Most apps today have what is called branded UI. Think of Spotify, Blender and Adobe Photoshop. Their UIs are particular, but don't match with the rest of the system and thus look 'special' (a.k.a. it's branding).

For Capy, I decided to go with a true native UI, using win32 on Windows, gtk+ on Linux (it's the most used and supported UI on Linux), and eventually Cocoa on macOS.

Advantages

The main advantages are:

  • Free accesibility: This is by far the most important point. You should never not care about accessibility. In Capy, by using native toolkits, accessibility comes for free and is also automatically improved at each system update. All that while also having perfect integration with external tools (screen readers, ...)
  • Integration: If you have set dark mode or changed a theme or any other system preference, it simply gets applied to your app. No complex behaviours needed.
  • Decades of features: Implementing a text control from scratch is very hard and will always miss some features (did you handle Insert key? Ctrl+V on selected text? Obscure KDE shortcuts?). Using native UI handles all that perfectly given it's the reference
  • Small overhead: as all the logic and rendering code is already in your system, binary sizes are small and startup time is near zero.

Another advantage is familiarity, users shouldn't have to learn how to do things your way. Even if your dedign language only matches one platform, it's still better than none at all.

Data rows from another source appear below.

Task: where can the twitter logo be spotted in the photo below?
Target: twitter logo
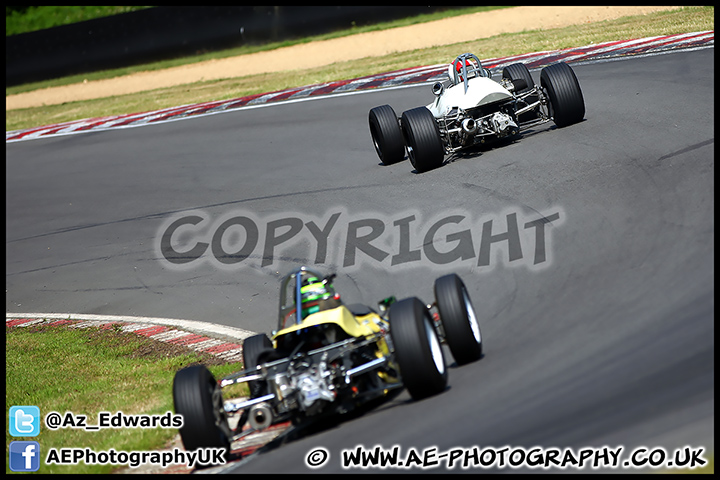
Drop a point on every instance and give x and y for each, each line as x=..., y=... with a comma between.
x=24, y=421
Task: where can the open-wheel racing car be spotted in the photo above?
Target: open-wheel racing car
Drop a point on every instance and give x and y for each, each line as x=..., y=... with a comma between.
x=327, y=358
x=472, y=109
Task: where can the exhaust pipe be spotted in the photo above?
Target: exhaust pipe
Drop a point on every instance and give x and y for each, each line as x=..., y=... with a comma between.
x=469, y=126
x=260, y=416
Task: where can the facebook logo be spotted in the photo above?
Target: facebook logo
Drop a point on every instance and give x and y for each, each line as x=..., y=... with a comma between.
x=24, y=421
x=24, y=456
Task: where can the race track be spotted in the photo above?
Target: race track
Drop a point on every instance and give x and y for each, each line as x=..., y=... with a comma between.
x=607, y=339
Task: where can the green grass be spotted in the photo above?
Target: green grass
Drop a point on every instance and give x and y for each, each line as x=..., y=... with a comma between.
x=86, y=371
x=687, y=19
x=30, y=19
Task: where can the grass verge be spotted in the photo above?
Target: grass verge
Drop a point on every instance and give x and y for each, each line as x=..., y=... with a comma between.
x=687, y=19
x=86, y=371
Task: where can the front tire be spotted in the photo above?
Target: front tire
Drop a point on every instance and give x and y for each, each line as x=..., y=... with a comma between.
x=567, y=105
x=386, y=134
x=422, y=138
x=198, y=398
x=462, y=330
x=417, y=349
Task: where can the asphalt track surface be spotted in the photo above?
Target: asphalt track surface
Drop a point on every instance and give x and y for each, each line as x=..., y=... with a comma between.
x=608, y=341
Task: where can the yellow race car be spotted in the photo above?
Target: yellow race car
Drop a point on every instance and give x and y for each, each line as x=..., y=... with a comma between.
x=327, y=358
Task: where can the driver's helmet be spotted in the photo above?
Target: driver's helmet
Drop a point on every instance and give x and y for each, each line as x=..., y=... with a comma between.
x=466, y=64
x=312, y=293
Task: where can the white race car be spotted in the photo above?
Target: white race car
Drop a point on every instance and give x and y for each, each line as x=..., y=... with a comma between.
x=474, y=109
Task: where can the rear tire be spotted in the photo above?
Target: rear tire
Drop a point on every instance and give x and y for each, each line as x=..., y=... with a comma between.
x=417, y=349
x=566, y=102
x=198, y=398
x=462, y=330
x=386, y=134
x=422, y=138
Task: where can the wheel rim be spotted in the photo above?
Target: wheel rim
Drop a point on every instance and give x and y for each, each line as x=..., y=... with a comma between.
x=435, y=348
x=474, y=326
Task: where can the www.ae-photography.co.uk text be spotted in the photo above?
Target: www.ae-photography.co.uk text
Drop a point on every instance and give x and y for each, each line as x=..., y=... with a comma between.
x=241, y=239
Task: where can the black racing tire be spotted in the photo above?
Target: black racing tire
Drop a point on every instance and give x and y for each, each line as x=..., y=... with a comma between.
x=566, y=102
x=460, y=324
x=253, y=347
x=198, y=398
x=386, y=134
x=422, y=138
x=518, y=71
x=418, y=351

Because overall, full consistency across OSes is only for the developer's convenience, at the expense of the users. Relatedly, Capy also attemps to be a "jack of all trades, master of none", because for an UI toolkit, it's very important to be able to do everything you want with small friction, rather than something in a specific mindset/architecture with no friction. Because GUIs are complex, it's just the reality, and because the UI toolkit isn't specifically tailored for your application, there's no escape to it.

Disadvantages

  • No branding: You won't be able to force your design to your user

Capy also handles seamless cross-compilation despite using native UI toolkit, you can compile to Windows from Linux.

As a conclusion, I'm probably harsh and biased, but UX is much more important than UI. That is UI doesn't work alone, UI should help UX. Hence the term UI/UX. So stop making beautiful UIs that confuse users and let them have consistency, so that they don't have to relearn patterns for every app. Because applications are made for the users, not for the sake of being made quick and dirty.